“I know just how you feel,” Sandy assured the man in the front seat. “I have the same trouble myself.” But the laughter was out of his voice before he stopped speaking. There was a menacing quality in the persistence of those lights behind them.

As they neared Fourteenth Street the traffic began to get heavier. Soon the cab driver was able to swing in and out of the lanes of cars in a series of swift maneuvers that forced Barrack’s car to drop behind.

“That’ll hold him,” the driver said with satisfaction. “He’s pocketed now!”

“But something tells me he won’t stay pocketed,” Sandy murmured. “Even if we really lose him he could catch up with us later at your father’s apartment.”

“And if he arrives there, complete with gun, to ask what we were doing on the barge,” Ken said, “what do we tell him? That we were just out for a moonlight stroll along the river?”
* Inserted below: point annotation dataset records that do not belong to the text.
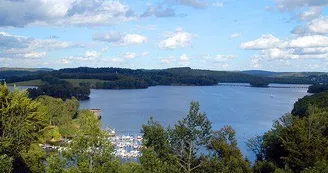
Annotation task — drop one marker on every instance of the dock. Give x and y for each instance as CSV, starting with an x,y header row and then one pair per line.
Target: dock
x,y
248,85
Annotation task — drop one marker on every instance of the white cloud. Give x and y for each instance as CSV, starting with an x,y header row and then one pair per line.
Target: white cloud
x,y
255,62
88,56
134,39
235,35
116,60
104,49
64,61
33,55
264,42
92,54
168,60
147,27
130,55
179,39
26,47
184,57
218,4
191,3
313,13
293,4
184,60
120,39
224,58
319,25
112,36
302,47
19,13
159,11
145,53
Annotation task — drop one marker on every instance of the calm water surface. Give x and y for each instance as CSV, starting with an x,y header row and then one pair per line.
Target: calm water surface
x,y
250,111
“We ask him what he was doing there.”

“And of course he’d tell us,” Ken said sarcastically.

“Of course.” Sandy laughed shortly. “Everything about him so far has been absolutely straightforward—the way he came to your father’s apartment, the way he told us he didn’t know Grace, the way he left that package for Grace to pick up—” He broke off angrily. “I’m certainly beginning to be mighty curious about that man. But I don’t see how we can learn much more about him, now that he’s got us spotted. If we turn up in his way again—”

“I’ve got an idea!” Ken leaned forward to speak to the driver. “We changed our minds. Take us to the Pennsylvania Station instead.”

“What? Penn Station?” The driver glanced around in surprise. “But I thought you were in such a hurry to get to Radio City.”